Bibi had been heartbroken when they’d moved from their L.A. house. They’d left that beat-up old piano behind, donating it to their buyers in the same way it had been donated to them: because it was trapped in the living room.
And her garden. Years of work and love had gone into that yard and that house. Years of memories—some terrible, but most of them good. She’d hated to leave it all.
And just as she was getting her next house to fit her the way she wanted, it had been taken from her, too.
So they were starting again. Here in the waning sunlight of their lives, a few weeks from their forty-third anniversary. He was tired of starting over. And he was tired of finding out that, when he did, nothing really had changed. The same fights, the same struggles.
Still, some things had changed. Good things. He’d had to park on the street because the wide driveway was full of vehicles: Bibi’s, Faith’s, Pilar’s, and one he didn’t recognize, an old import compact. He had a guess whose it was: Renata, Pilar’s grandmother. Inside this unfamiliar house, he knew, he’d find a gaggle of women and, he hoped, his grandkids, too. This new home, still bare of mementos or memories, had been teeming with women almost since they’d first pushed the key into the lock.

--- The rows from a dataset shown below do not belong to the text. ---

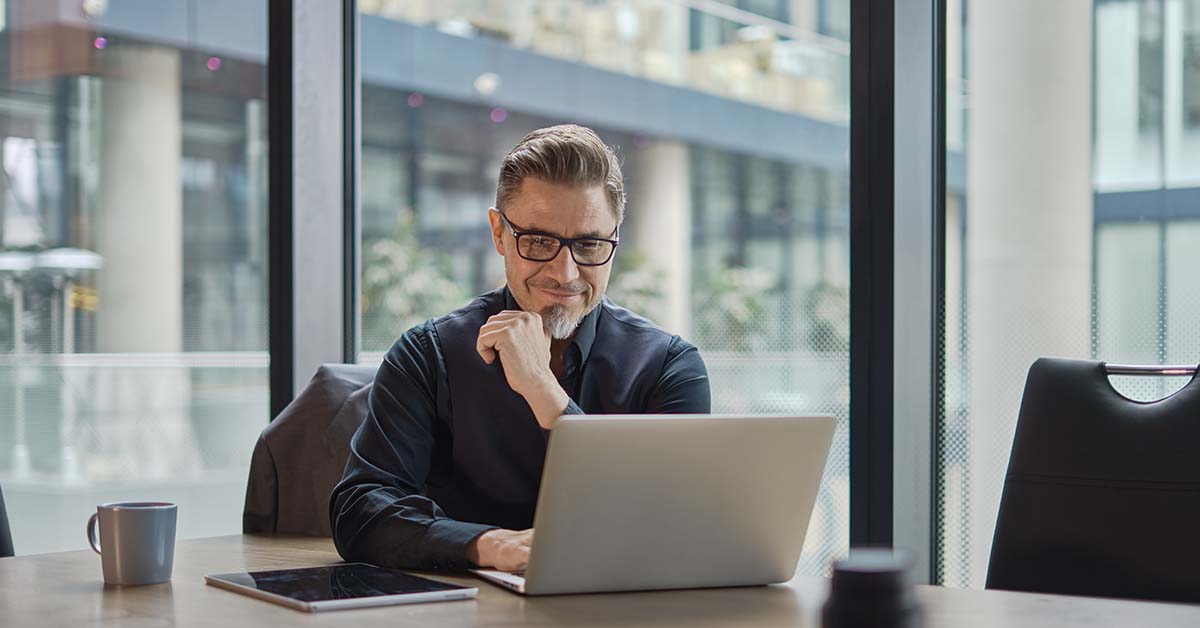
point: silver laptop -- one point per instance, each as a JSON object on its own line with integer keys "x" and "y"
{"x": 646, "y": 502}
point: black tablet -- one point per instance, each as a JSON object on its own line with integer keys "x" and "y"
{"x": 340, "y": 586}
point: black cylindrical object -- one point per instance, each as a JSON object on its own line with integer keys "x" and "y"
{"x": 871, "y": 590}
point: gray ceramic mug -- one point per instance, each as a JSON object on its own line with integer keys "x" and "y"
{"x": 136, "y": 542}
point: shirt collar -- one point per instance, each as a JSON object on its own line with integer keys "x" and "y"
{"x": 585, "y": 334}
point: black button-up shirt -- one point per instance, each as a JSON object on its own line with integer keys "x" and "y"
{"x": 438, "y": 462}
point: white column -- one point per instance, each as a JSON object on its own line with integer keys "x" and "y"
{"x": 141, "y": 414}
{"x": 661, "y": 227}
{"x": 1029, "y": 220}
{"x": 139, "y": 202}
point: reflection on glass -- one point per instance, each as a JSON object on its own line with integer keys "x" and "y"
{"x": 739, "y": 246}
{"x": 132, "y": 262}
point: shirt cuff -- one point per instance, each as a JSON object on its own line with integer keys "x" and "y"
{"x": 448, "y": 540}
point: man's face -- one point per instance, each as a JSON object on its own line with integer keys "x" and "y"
{"x": 562, "y": 291}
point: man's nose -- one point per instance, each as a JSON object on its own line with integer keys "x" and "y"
{"x": 563, "y": 268}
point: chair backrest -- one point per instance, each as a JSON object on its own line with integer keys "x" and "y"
{"x": 301, "y": 454}
{"x": 1103, "y": 494}
{"x": 5, "y": 532}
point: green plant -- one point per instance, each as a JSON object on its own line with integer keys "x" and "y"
{"x": 730, "y": 307}
{"x": 403, "y": 283}
{"x": 637, "y": 282}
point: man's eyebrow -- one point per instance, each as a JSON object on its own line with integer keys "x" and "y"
{"x": 534, "y": 228}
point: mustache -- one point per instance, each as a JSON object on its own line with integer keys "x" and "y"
{"x": 576, "y": 287}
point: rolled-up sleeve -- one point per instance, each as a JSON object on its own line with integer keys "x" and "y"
{"x": 378, "y": 512}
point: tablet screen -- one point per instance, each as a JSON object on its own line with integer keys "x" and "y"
{"x": 335, "y": 581}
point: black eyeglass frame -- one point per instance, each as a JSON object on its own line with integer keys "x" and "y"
{"x": 569, "y": 243}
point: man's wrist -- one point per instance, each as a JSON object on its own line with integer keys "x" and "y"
{"x": 547, "y": 402}
{"x": 477, "y": 551}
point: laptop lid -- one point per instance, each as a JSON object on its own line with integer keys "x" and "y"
{"x": 646, "y": 502}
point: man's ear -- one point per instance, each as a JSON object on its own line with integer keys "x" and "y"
{"x": 493, "y": 217}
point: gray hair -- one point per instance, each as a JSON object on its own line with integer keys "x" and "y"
{"x": 563, "y": 154}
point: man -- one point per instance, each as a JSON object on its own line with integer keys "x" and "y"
{"x": 444, "y": 471}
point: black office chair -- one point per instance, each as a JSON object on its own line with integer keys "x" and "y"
{"x": 1103, "y": 494}
{"x": 5, "y": 533}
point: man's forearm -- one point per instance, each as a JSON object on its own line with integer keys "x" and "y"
{"x": 407, "y": 538}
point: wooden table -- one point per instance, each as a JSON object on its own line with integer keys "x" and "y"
{"x": 67, "y": 590}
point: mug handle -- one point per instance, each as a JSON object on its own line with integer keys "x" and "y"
{"x": 93, "y": 538}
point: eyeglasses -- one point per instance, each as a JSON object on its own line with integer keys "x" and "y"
{"x": 538, "y": 246}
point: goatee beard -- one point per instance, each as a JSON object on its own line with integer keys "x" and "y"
{"x": 558, "y": 322}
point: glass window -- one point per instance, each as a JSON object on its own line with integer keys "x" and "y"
{"x": 757, "y": 270}
{"x": 133, "y": 357}
{"x": 1073, "y": 243}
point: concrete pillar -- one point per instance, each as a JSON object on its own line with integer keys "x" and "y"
{"x": 139, "y": 414}
{"x": 660, "y": 226}
{"x": 1029, "y": 220}
{"x": 139, "y": 202}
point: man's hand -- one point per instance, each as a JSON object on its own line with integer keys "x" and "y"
{"x": 507, "y": 550}
{"x": 522, "y": 345}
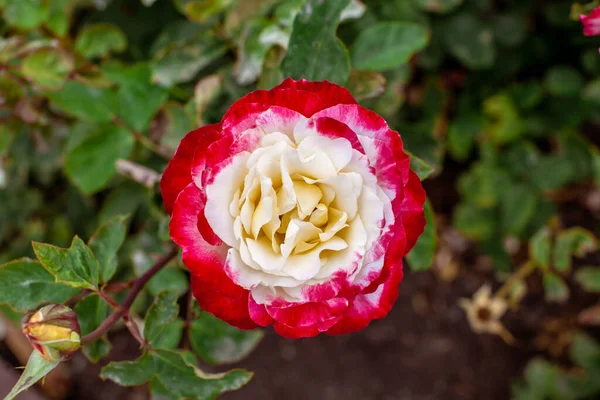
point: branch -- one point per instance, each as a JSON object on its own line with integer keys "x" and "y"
{"x": 124, "y": 308}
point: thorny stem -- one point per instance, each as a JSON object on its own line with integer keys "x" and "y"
{"x": 123, "y": 309}
{"x": 189, "y": 316}
{"x": 523, "y": 272}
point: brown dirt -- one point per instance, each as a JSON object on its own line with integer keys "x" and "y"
{"x": 423, "y": 350}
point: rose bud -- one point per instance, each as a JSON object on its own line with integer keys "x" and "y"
{"x": 53, "y": 331}
{"x": 295, "y": 211}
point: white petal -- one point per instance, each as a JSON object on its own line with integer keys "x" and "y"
{"x": 219, "y": 195}
{"x": 306, "y": 266}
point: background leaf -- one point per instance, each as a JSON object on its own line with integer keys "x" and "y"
{"x": 75, "y": 266}
{"x": 48, "y": 67}
{"x": 105, "y": 243}
{"x": 98, "y": 40}
{"x": 25, "y": 284}
{"x": 314, "y": 51}
{"x": 91, "y": 312}
{"x": 217, "y": 342}
{"x": 387, "y": 45}
{"x": 35, "y": 370}
{"x": 91, "y": 162}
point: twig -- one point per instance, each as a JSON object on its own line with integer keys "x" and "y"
{"x": 189, "y": 316}
{"x": 124, "y": 308}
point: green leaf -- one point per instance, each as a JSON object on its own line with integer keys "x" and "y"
{"x": 125, "y": 199}
{"x": 462, "y": 133}
{"x": 366, "y": 84}
{"x": 572, "y": 242}
{"x": 138, "y": 99}
{"x": 421, "y": 168}
{"x": 25, "y": 14}
{"x": 170, "y": 335}
{"x": 510, "y": 29}
{"x": 388, "y": 45}
{"x": 177, "y": 123}
{"x": 75, "y": 266}
{"x": 474, "y": 222}
{"x": 59, "y": 15}
{"x": 91, "y": 163}
{"x": 540, "y": 247}
{"x": 176, "y": 375}
{"x": 105, "y": 243}
{"x": 164, "y": 310}
{"x": 201, "y": 10}
{"x": 563, "y": 81}
{"x": 556, "y": 289}
{"x": 504, "y": 123}
{"x": 24, "y": 284}
{"x": 181, "y": 63}
{"x": 130, "y": 373}
{"x": 99, "y": 40}
{"x": 314, "y": 51}
{"x": 470, "y": 40}
{"x": 518, "y": 203}
{"x": 169, "y": 279}
{"x": 217, "y": 342}
{"x": 185, "y": 380}
{"x": 35, "y": 370}
{"x": 256, "y": 40}
{"x": 47, "y": 67}
{"x": 585, "y": 352}
{"x": 91, "y": 312}
{"x": 541, "y": 380}
{"x": 551, "y": 172}
{"x": 438, "y": 6}
{"x": 420, "y": 258}
{"x": 84, "y": 102}
{"x": 589, "y": 279}
{"x": 11, "y": 90}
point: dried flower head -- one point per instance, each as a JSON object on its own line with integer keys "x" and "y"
{"x": 484, "y": 313}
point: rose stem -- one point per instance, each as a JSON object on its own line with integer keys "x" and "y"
{"x": 135, "y": 290}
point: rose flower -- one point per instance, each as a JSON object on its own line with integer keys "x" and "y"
{"x": 295, "y": 211}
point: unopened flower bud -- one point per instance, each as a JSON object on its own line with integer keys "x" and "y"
{"x": 53, "y": 331}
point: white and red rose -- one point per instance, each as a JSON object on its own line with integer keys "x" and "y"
{"x": 591, "y": 23}
{"x": 295, "y": 211}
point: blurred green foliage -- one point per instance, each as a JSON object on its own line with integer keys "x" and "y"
{"x": 502, "y": 93}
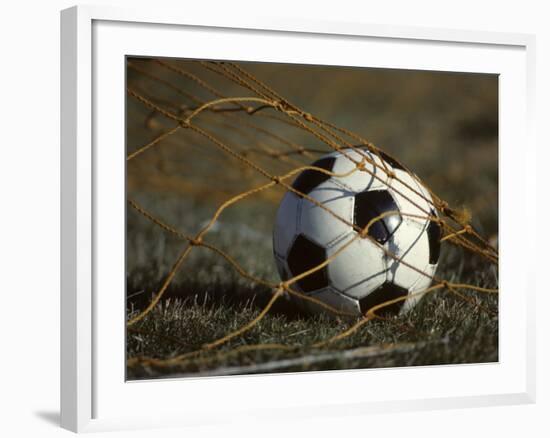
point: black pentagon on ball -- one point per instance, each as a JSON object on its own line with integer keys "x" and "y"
{"x": 434, "y": 239}
{"x": 303, "y": 256}
{"x": 309, "y": 178}
{"x": 384, "y": 293}
{"x": 371, "y": 204}
{"x": 395, "y": 164}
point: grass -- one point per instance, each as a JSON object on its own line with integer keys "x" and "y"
{"x": 208, "y": 300}
{"x": 443, "y": 126}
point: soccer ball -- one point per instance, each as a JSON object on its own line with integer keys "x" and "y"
{"x": 399, "y": 255}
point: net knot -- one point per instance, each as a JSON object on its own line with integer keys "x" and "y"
{"x": 391, "y": 173}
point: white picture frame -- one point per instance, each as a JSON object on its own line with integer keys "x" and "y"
{"x": 94, "y": 397}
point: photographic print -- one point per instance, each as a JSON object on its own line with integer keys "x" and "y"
{"x": 297, "y": 218}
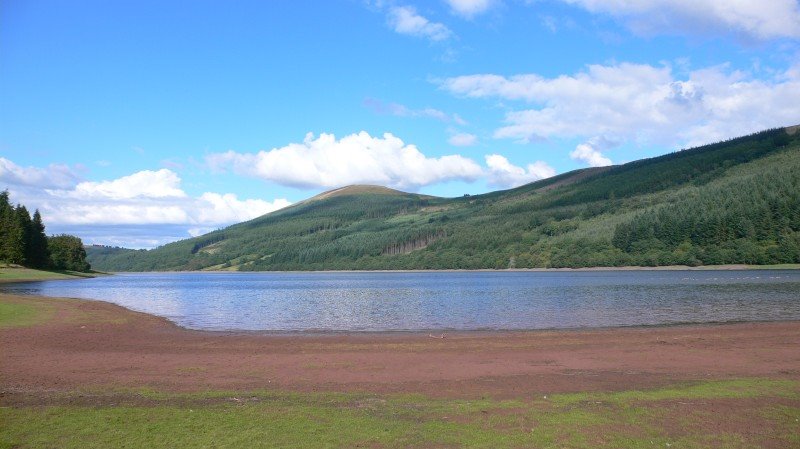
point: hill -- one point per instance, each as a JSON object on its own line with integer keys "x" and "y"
{"x": 736, "y": 201}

They were all planning a wedding, and it was coming down to the wire. It had taken Connor to the age of thirty-seven to find the one who really understood his worth, but he’d found her. They were getting married within a week of Hoosier and Bibi’s anniversary. The club planned to party for that whole week, a celebration of Hoosier and Bibi and Connor and Pilar: the past, the present, and the future.
Before he even got the door open, he heard feminine chatter and laughter, and he grinned. This was worth it. This was good change, the future looking long and straight and bright.
His road had never been straight. Every twist, every turn had been a challenge, and every challenge had been more demanding than the one before it. But he had never backed down. He’d stood up and dared life to break him.
So far, it had not. Hard as it had tried, he was still standing. He’d chased what he wanted, and he’d fought for it. And he’d achieved it.
There was life yet to be lived. Family to love. Joy to be had. If it came with sorrows and struggles, so be it. Sorrow was what made joy taste sweet.
The kids were watching a movie in the living room, and he went by them unseen. The women didn’t notice him, either, as he came into the kitchen, where they were all sitting around the new oak table, yakking in the way only women could. They were looking at photos of flowers. He went straight to Bibi and lifted her right off her chair.
“Hooj! What—?”
He didn’t need to speak to answer her. Grinning, there in front of the women closest to him, women who made him and his brothers strong, he bent his wife over his arm and kissed the shit out of her.
The room was silent around them. When he finally pulled back, Bibi was flushed and breathless. Speechless, too. “Hooj? I…I…You…”
She sounded like him. But he knew what to say. “Love you better, baby.”